I'm curious if there's any sort of out of the box functions in R that can handle this.
I have a CSV file that I am reading into a data frame using read.csv. One of the columns in the CSV contains currency values in the format of
Currency
--------
$1.2M
$3.1B
N/A
I would like to convert those into more usable numbers that calculations can be performed against, so it would look like this:
Currency
----------
1200000
3100000000
NA
My initial thoughts were to somehow subset the dataframe into 3 parts based on rows that contain *M, *B, or N/A. Then use gsub to replace the $ and M/B, then multiply the remaining number by 1000000 or 1000000000, and finally rejoin the 3 subsets back into 1 data frame.

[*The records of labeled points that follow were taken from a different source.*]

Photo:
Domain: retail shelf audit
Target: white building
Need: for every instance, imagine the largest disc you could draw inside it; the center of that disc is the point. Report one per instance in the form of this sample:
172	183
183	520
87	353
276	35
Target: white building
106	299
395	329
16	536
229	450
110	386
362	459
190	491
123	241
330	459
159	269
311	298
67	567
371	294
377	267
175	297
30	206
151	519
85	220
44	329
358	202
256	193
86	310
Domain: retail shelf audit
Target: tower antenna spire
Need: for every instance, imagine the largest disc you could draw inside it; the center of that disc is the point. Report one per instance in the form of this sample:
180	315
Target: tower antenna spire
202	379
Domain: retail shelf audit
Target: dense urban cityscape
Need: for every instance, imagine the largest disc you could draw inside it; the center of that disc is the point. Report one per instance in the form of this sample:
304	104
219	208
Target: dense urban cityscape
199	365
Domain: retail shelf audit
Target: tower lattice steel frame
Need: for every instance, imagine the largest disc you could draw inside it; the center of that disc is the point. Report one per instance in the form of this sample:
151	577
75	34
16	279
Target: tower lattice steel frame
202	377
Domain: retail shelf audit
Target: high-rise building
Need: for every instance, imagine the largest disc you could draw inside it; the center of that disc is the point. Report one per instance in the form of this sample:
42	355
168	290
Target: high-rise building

However I'm curious if there's a simpler way to handle this sort of conversion in R.
We could use gsubfn
to replace the 'B', 'M' with 'e+9', 'e+6' and convert to numeric
(as.numeric
).
is.na(v1) <- v1=='N/A'
options(scipen=999)
library(gsubfn)
as.numeric(gsubfn('([A-Z]|\\$)', list(B='e+9', M='e+6',"$"=""),v1))
#[1] 1200000 3100000000 NA
EDIT: Modified based on @nicola's suggestion
v1 <- c('$1.2M', '$3.1B', 'N/A')